A transformative space
Not only did Peiyi create a different world for each layer of paper but she helped us transform the set within one story. Marco & Lorenzo go from a boat deck, to a snowstorm!
Help from the Henson Foundation
With the generous support of a Jim Henson Foundation Family Grant in 2017, we had the resources we needed to stage. full production! Thanks to The Tank, we had a stage. Our first run was exhilarating. We learned a lot. So much was working and resonating with our audiences! But there were still some edits to be made.
Director Elise Thoron joined the team and helped us tackle our next run in November 2018 at the 14th Street Y in Manhattan!
Impact
We know that these stories can reveal damaging cycles of prejudice, exclusion, and injustice that are relevant in our current political climate. We believe that understanding these cycles is the first step in breaking them.
Our country’s youngest generation will face a future beyond our imagination, informed by our choices today and by the people who lived before us.

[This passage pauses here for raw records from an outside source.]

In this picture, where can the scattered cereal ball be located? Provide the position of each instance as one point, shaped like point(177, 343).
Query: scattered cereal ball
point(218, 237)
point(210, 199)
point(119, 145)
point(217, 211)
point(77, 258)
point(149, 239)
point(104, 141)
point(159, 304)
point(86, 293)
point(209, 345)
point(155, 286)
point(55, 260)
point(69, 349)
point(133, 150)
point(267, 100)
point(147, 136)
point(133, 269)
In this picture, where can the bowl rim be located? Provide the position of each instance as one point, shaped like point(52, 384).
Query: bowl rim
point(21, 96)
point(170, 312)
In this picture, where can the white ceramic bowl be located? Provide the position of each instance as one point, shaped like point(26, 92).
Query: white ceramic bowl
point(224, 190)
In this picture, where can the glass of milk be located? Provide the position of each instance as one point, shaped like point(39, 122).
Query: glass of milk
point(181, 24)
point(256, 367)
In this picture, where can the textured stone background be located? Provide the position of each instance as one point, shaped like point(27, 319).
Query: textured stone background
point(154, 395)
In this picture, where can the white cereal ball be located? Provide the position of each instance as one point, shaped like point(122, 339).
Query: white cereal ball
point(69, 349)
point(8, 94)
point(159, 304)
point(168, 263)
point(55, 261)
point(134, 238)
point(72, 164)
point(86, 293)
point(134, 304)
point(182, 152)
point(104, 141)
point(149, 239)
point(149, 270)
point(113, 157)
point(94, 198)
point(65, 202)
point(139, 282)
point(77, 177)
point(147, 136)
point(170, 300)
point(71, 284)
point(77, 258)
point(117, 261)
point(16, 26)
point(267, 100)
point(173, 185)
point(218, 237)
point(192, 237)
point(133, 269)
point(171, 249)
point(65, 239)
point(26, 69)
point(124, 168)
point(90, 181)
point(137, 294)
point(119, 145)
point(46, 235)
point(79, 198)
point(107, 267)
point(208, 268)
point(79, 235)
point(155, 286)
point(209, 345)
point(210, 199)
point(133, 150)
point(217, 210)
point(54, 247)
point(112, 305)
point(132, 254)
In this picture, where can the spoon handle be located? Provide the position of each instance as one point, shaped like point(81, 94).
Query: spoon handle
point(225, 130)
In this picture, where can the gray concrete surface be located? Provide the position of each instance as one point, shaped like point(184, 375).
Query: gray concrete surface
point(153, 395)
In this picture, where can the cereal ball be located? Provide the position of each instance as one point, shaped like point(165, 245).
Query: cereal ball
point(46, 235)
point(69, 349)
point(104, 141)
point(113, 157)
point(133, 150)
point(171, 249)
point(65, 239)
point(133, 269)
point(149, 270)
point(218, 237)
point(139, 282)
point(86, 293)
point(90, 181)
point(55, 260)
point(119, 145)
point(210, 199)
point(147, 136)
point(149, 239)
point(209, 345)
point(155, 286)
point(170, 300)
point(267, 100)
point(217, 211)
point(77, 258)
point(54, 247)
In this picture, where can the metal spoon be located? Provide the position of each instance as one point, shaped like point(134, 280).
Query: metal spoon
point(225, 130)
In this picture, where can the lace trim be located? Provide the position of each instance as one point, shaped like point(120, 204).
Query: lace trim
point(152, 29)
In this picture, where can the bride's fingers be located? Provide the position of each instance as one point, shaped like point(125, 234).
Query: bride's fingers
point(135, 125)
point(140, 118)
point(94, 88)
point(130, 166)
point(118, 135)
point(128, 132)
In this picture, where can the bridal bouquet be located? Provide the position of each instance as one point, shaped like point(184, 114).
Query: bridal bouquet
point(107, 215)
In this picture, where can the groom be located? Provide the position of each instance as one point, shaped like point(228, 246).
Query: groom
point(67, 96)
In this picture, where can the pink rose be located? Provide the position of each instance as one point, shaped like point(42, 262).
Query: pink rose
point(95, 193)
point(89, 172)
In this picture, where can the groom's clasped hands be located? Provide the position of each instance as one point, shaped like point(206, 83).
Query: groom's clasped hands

We believe young people should be armed with information, empathy, curiosity and wonder. We have seen the deep impact ‘Layer the Walls’ has on young people - how they continue to question and think about the dilemmas our characters face, how they connect the stories with discrimination happening today and how they want to learn more about their own stories and history.
We are excited to tour and give young people the opportunity to experience history and the struggles of immigration on a visceral level. We hope to see you at the theater soon!